May 14th, 2022Angela loving her life at Hepburn House
ANGELA Rigby is a great advocate for Hepburn House – but her move in March last year was far from planned.
The now 81-year-old was living in a unit in Harper Court, Daylesford when she had a fall in the bathroom and had to shimmy along the floor through the laundry to the bedroom before she could manage to stand up and call for help.
She was OK but had done some damage to her sciatic nerve and found herself in Hepburn House for respite care.
“I got talking to Dianne (the manager) and she just asked me why not stay on, so I said yes. And it’s been brilliant. I told my son I was finally feeling a sense of freedom. And I meant mental freedom, physically you decline as you age of course, but mentally it is great here.
“There is the kindness and care of the staff, you can have as much or as little company as you like and there are no horror stories which you hear about some aged care places in the country.
“I would 100 per cent recommend it to other people who are perhaps feeling a little frail or lonely but come in first for a look around and see what the rooms and facilities look like.
“I think a lot of older people have preconceived ideas about aged care homes, but Hepburn House is fantastic. I put it down to Dianne, she is a very good manager.”
Angela is also happy to let other people do things for her after a busy working life and raising seven children.
The young family migrated from Lincolnshire, England in 1973, one of the first of the 10-pound poms to arrive via Boeing rather than a ship.
The move came because Angela, originally from the country, watched her husband working at the steelworks and with her four sons, thought “God, there must be a better place in the world for them”.
“England was very class conscious then and I just didn’t think they could be successful if we stayed trapped in that class scene and I was right. They are all doing very well now so it was a good move.”
The family of eight stayed in a migrant hostel once they arrived in Australia until they could find a family home in Melbourne, but her husband left not long after.

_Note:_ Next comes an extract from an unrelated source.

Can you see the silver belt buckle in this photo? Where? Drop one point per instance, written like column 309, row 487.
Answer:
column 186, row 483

Angela, who worked in the mental health field most of her life, met an older Australian man, who had a friend with a cottage in Hepburn, and they used to spend their Christmas holidays there. Finally, as her partner got closer to retiring, the family made the permanent move in the late 1970s, looking at a house in Mt Franklin but choosing Sailors Hill.
When her partner died, she moved in with her daughter’s family in Bendigo. A few weeks later her son-in-law accepted a job in Darwin, and with the collapse of Ansett, they found a campervan and the family, including two babies and a cat and a dog, drove up to Darwin. Angela stayed for three years but then moved back to the Central Highlands and to Harper Place.
“So yes, I have been busy but I am not being busy any more and I am not moving out of here. I can relax and let other people look after me. It’s wonderful. I still like doing research on aged care – I was one of the people who opened Lumeah Lodge when the town decided we needed an aged care facility – and I like reading about human behaviour. I also do meditation colouring – that’s my creative activity. But mostly it is just great being responsible for just yourself, and having time for yourself. That is an amazing thing.”
Hepburn House is a progressive aged care centre offering a highly advanced, fully personalised range of aged care services for its residents.